Sir Gordon Haemorrhage loathed Nat Eb. They’d been in shorts at Oakwick School on the Norfolk Coast. Haemorrhage, the budding biologist, taunted Eb with the entrails of roadkill from country lanes. Haemorrhage, the precocious physicist, manufactured lightning in the dormitory while Eb trembled with fear under the covers. Haemorrhage, the illicit chemist, bleached Eb’s hair in the downstairs bogs.
And now Sir Gordon Haemorrhage, Chairman of Amalgamated Bucket, the ultra low-cost airline, sipped coffee on Wrexham Station. Waiting for the train back to London after an exhausting day of negotiations with the Union. Glenda, his PA, all red and gold, with bag and boots to match, smelt glorious. Absolutely glorious. A cloud of it had just drifted across the beach where Sir Gordon’s reverie had transported him.
“Sir Gordon?” murmured Glenda.
“Sir Gordon,” she said, a little louder. “Sir Gordon, there’s a message.” She laid her hand – flashing nails and rings – on his arm. Then, delicately and discretely, took out a tissue and wiped away the line of dribble from his jacket.
“Darling?” he began, softly. Suddenly the beach evaporated and outside on the platform it was darkening and rain drizzled down the café windows. “Ah, yes, Glenda. Absolutely. You were saying?”
Glenda handed the Sir Gordon his i. The pinnacle of information technology, reduced to a simple and elegant i. He removed the dot distractedly, turning it in his fingers, and withdrew the message. He frowned. “It’s from that fool, Eb, Minister of Economic Decline. It’s that blasted emissions order. He’s playing with us, the bastard.”

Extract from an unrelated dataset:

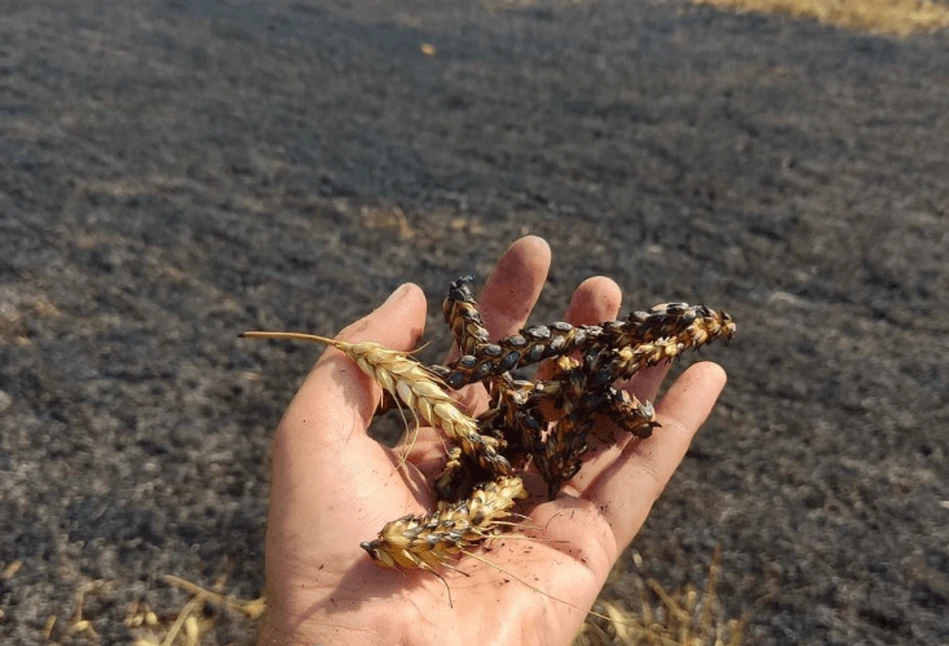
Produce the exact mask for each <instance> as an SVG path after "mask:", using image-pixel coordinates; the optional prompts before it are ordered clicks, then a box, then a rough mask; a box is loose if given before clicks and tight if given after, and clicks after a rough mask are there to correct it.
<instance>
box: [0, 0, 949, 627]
mask: <svg viewBox="0 0 949 646" xmlns="http://www.w3.org/2000/svg"><path fill="white" fill-rule="evenodd" d="M107 4H108V5H111V6H106V5H107ZM3 13H4V17H3V20H2V21H0V527H2V530H0V565H9V564H10V563H11V562H13V561H16V560H19V561H21V562H22V567H21V568H20V570H19V571H17V572H16V573H15V574H13V575H12V576H8V578H7V579H6V580H2V581H0V610H2V612H3V616H2V621H0V642H3V643H4V644H6V643H11V644H31V643H41V642H42V641H43V639H42V638H41V632H42V629H43V626H44V624H45V623H46V621H47V618H48V617H49V616H50V615H51V614H57V615H59V616H60V618H61V619H60V622H59V624H58V625H57V626H56V627H55V628H54V630H53V636H54V637H56V636H57V635H59V636H60V638H62V639H65V637H63V636H62V631H63V629H64V627H65V625H66V624H67V623H68V622H67V621H66V618H67V617H68V615H69V614H70V613H71V612H72V610H73V608H74V607H75V601H74V595H75V593H76V591H77V590H78V589H80V588H81V587H82V586H83V585H84V584H85V583H87V582H89V581H93V580H100V579H101V580H107V581H110V582H111V584H110V587H108V588H106V589H102V590H99V591H98V592H97V593H95V594H91V595H89V598H87V600H86V603H85V615H84V616H85V617H87V618H89V619H90V620H92V621H93V625H94V627H95V630H96V631H97V632H98V633H99V634H100V636H101V640H102V643H123V642H127V641H128V640H129V639H130V636H129V633H128V630H127V629H126V628H125V627H124V626H123V625H122V623H121V622H122V619H123V618H124V617H125V614H126V612H127V604H128V602H129V601H131V600H134V599H138V598H142V597H144V598H147V599H149V600H150V601H151V602H152V604H153V605H154V606H155V607H156V608H165V609H166V610H171V609H173V608H177V607H180V605H181V600H182V596H181V595H180V594H178V593H177V592H173V591H170V590H169V589H168V587H167V586H166V585H165V584H164V583H162V582H161V580H160V577H161V575H162V574H165V573H174V574H179V575H182V576H187V577H189V578H191V579H195V580H198V581H201V582H204V583H205V584H210V583H211V582H213V581H214V579H215V578H216V577H217V576H218V575H220V574H221V573H222V572H229V579H228V584H227V587H228V590H229V591H231V592H233V593H236V594H239V595H242V596H245V597H253V596H255V595H256V594H257V593H258V592H259V590H260V588H261V585H262V574H261V566H262V539H263V534H264V524H263V523H264V515H265V508H266V496H267V452H268V442H269V436H270V433H271V431H272V429H273V427H274V426H275V425H276V423H277V421H278V419H279V417H280V415H281V413H282V410H283V408H284V407H285V405H286V404H287V402H288V401H289V398H290V397H291V395H292V393H293V391H294V388H295V385H296V384H297V383H298V382H299V381H300V379H301V378H302V377H303V375H304V374H305V373H306V371H307V370H308V368H309V366H310V364H311V362H312V360H313V359H314V358H315V356H316V355H317V353H318V350H317V349H315V348H313V347H301V346H294V345H290V344H268V343H250V342H239V341H237V340H236V339H235V334H236V333H237V332H238V331H240V330H243V329H248V328H268V329H306V330H313V331H320V332H324V333H333V332H335V331H336V330H337V329H338V328H339V327H341V326H342V325H344V324H345V323H347V322H349V321H350V320H352V319H354V318H356V317H357V316H360V315H362V314H363V313H365V312H366V311H367V310H369V309H371V308H372V307H373V306H374V305H375V304H376V303H377V302H379V301H380V300H381V299H382V298H383V297H384V296H385V295H386V294H387V293H388V292H389V291H390V290H392V289H393V288H395V287H396V286H397V285H398V284H399V283H401V282H403V281H407V280H411V281H415V282H418V283H419V284H421V285H422V286H423V287H424V288H425V289H426V291H427V293H428V294H429V295H430V304H431V307H430V309H431V311H432V316H431V321H430V330H431V333H430V335H429V337H430V338H431V339H432V340H433V341H434V346H435V347H439V348H444V347H446V345H447V343H448V336H447V334H446V333H445V331H444V330H443V328H444V326H443V325H442V324H441V323H440V322H439V321H437V320H436V318H435V314H436V313H437V307H436V304H437V303H438V302H440V300H441V298H442V296H443V293H444V291H445V289H446V287H447V283H448V281H449V280H450V279H452V278H454V277H455V276H456V275H458V274H460V273H463V272H468V271H471V272H474V273H476V274H477V275H478V276H479V277H481V278H483V277H484V276H485V274H486V273H487V271H488V270H489V269H490V267H491V266H492V264H493V261H494V260H495V258H496V257H497V256H498V255H499V254H500V253H501V251H502V250H503V249H504V248H505V247H506V246H507V245H508V244H510V243H511V242H512V241H513V240H515V239H516V238H517V237H519V236H520V235H521V234H523V233H526V232H530V233H535V234H539V235H542V236H544V237H546V238H547V239H548V240H549V241H550V243H551V245H552V247H553V252H554V261H555V266H554V269H553V271H552V273H551V277H550V283H549V285H548V289H547V290H546V292H545V294H544V296H543V300H542V302H541V304H540V305H539V307H538V309H537V311H536V312H535V317H534V319H533V320H534V321H535V322H543V321H548V320H553V319H556V318H557V317H559V316H560V314H561V312H562V308H563V306H564V305H565V304H566V302H567V300H568V298H569V295H570V292H571V291H572V289H573V288H574V287H575V286H576V285H577V284H578V283H579V282H580V281H581V280H583V279H584V278H586V277H588V276H590V275H593V274H598V273H602V274H607V275H609V276H612V277H613V278H615V279H616V280H617V281H618V282H619V283H620V284H621V285H622V286H623V287H624V290H625V293H626V302H627V304H628V306H629V307H638V308H641V307H644V306H648V305H651V304H653V303H655V302H662V301H668V300H673V299H675V300H686V301H697V302H705V303H708V304H710V305H712V306H715V307H721V308H725V309H727V310H729V311H730V312H731V313H732V314H733V315H734V316H735V318H736V319H737V321H738V322H739V337H738V338H737V339H736V340H735V341H734V342H733V343H732V344H731V345H730V346H716V347H714V348H709V349H708V350H706V351H704V356H705V357H707V358H711V359H714V360H717V361H720V362H721V363H722V364H723V365H724V366H725V367H726V368H727V370H728V371H729V373H730V383H729V385H728V388H727V391H726V393H725V394H724V397H723V399H722V402H721V405H720V406H719V407H718V409H717V411H716V413H715V414H714V415H713V417H712V418H711V420H710V421H709V422H708V424H707V426H706V427H705V429H704V431H703V432H702V434H701V436H700V437H699V438H698V440H697V441H696V443H695V445H694V447H693V450H692V451H691V453H690V455H689V457H688V458H687V459H686V461H685V463H684V465H683V467H682V469H681V471H680V472H679V474H678V475H677V476H676V478H675V479H674V481H673V483H672V484H671V486H670V488H669V490H668V491H667V494H666V495H665V497H664V498H663V499H662V501H661V502H660V504H659V505H658V506H657V508H656V510H655V513H654V514H653V516H652V517H651V519H650V521H649V522H648V524H647V526H646V528H645V530H644V531H643V533H642V534H641V536H640V537H639V538H638V539H637V540H636V542H635V544H634V546H635V548H636V549H638V550H639V551H640V552H641V553H642V554H643V556H644V558H645V559H646V563H647V566H648V567H649V568H650V571H651V572H652V573H653V574H654V575H656V576H657V577H658V578H659V579H660V580H662V581H663V582H664V583H665V584H667V585H670V586H674V585H676V584H679V583H683V582H687V581H691V582H694V583H696V584H698V585H702V582H703V577H704V572H705V569H706V567H707V564H708V561H709V559H710V558H711V554H712V552H713V550H714V547H715V546H716V545H721V546H722V550H723V556H722V564H723V566H722V567H723V572H722V577H723V580H722V583H721V589H720V591H721V595H722V597H723V600H724V602H725V604H726V606H727V610H728V613H729V614H731V615H739V614H741V613H746V614H747V616H748V618H749V621H750V627H749V642H750V643H760V644H798V643H811V644H813V643H828V644H894V643H914V644H946V643H949V612H947V611H946V607H947V604H949V547H947V546H949V476H947V468H946V461H947V453H949V431H947V426H949V396H947V387H949V341H947V338H949V271H947V269H946V267H947V265H949V252H947V249H949V110H947V109H946V106H949V83H947V82H946V80H947V79H949V37H947V36H946V35H945V34H942V35H933V36H917V37H913V38H909V39H906V40H893V39H887V38H881V37H874V36H866V35H860V34H855V33H850V32H845V31H839V30H835V29H831V28H826V27H823V26H820V25H818V24H816V23H812V22H795V21H791V20H786V19H781V18H773V17H771V18H764V17H759V16H752V15H733V14H728V13H721V12H718V11H715V10H712V9H709V8H696V7H692V6H690V5H688V4H687V3H685V2H684V1H679V0H642V1H640V2H629V1H628V0H602V1H601V0H590V1H588V2H577V3H567V2H564V3H556V2H555V3H551V2H543V1H538V2H534V3H530V4H519V3H505V2H502V1H501V0H488V1H486V2H474V3H468V2H447V3H446V2H442V1H440V0H439V1H435V0H403V1H401V2H398V3H387V2H382V1H381V0H367V1H366V2H342V3H328V2H305V1H300V2H289V1H287V0H271V1H270V2H268V3H256V2H244V1H240V0H232V1H229V2H211V1H209V0H202V1H196V2H182V1H177V2H172V1H164V2H146V1H144V0H127V1H125V2H114V3H85V4H82V5H81V6H80V3H72V2H66V1H58V2H57V1H54V0H36V1H34V2H32V3H17V4H16V5H15V6H13V3H8V6H6V7H4V9H3ZM422 43H430V44H432V45H434V46H435V47H436V48H437V53H436V55H435V56H431V57H430V56H425V55H423V54H422V53H421V52H420V46H421V44H422ZM631 495H634V493H631ZM625 565H626V567H628V568H632V567H633V566H632V565H631V564H630V563H627V564H625ZM8 574H9V572H8ZM623 580H624V579H623V577H622V576H621V577H619V583H617V584H616V585H615V586H614V587H613V588H611V589H610V590H608V591H607V594H608V595H609V596H614V597H615V596H623V595H624V594H626V592H627V591H626V590H624V586H623ZM174 604H177V605H174ZM84 639H85V638H84V637H83V636H79V637H76V638H74V639H73V640H72V643H82V642H83V640H84ZM217 639H218V643H222V644H223V643H227V641H228V640H234V641H236V642H237V643H240V644H247V643H250V640H251V637H250V636H249V632H248V626H247V625H246V624H241V623H240V622H224V624H223V627H222V628H221V630H220V631H219V632H218V633H217ZM66 641H67V642H68V640H66Z"/></svg>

If Eb thought he could destroy Amalgamated Bucket, he had another thing coming. Sir Gordon had never dreamt that Eb could muster enough support for the ARSE. Hadn’t the private carbon budget scheme just been unceremoniously dumped? And here it was again, creeping in through the back door in the form of flight rationing. A bloody crazy idea. They just closed another five economics departments in universities across the country. So where was this madness coming from? Who was thinking up all this stupidity? He scrolled down through the ethought.
From 2018 the Airline Rationing System for Emissions will be introduced on all flights leaving the United Kingdom. ARSE units will be allocated annually on an equal per capita basis free of charge to every man woman and child over 12. One ARSE unit represents the right to emit one kilogramme of CO2 from a flight. For each trip the passenger will have to present to the airline sufficient ARSE units to cover the emissions from the flight. ARSE units will be freely tradable on the main exchanges. Each year the government will issue fewer ARSE units until air traffic is brought to a satisfactory level.
Eb meant business and Sir Gordon’s mind was whirring. The little runt! We have to bring down this mad-hat scheme. He handed the i back to Glenda. “Get me Klaxon-Schmitt!” he snapped.
Somewhere in Chelsea, Heinz Klaxon-Schmitt grunted and rolled off a plump, plaited Fraulein. He stretched over to pick up his i.
It was a snarl from Sir Gordon: “What are you doing? Where the hell are you?”
Klaxon-Schmitt coughed. “Back home, something came up.”
“Well get yer bloody clothes on you blasted German Hound and get yerself over to the office. We’ve an all-nighter ahead of us. Eb’s issued the ARSE order. He’s not bloody going to get away with it. I’ll see you there,” – he looked at his watch – “at midnight. Don’t be late.”
Then Sir Gordon turned back to Glenda. “Tell Maloney to sell twenty million.” Glenda blanched. “But Sir Gordon,” she stammered, “that’s…” “Just bloody do it, girl,” growled the knight.
But he was late. ABU had already tumbled on New York and Sir Gordon was down fifty million quid. “The bastard!” he seethed. And Glenda shivered – an angry and impoverished Sir Gordon didn’t have the same allure.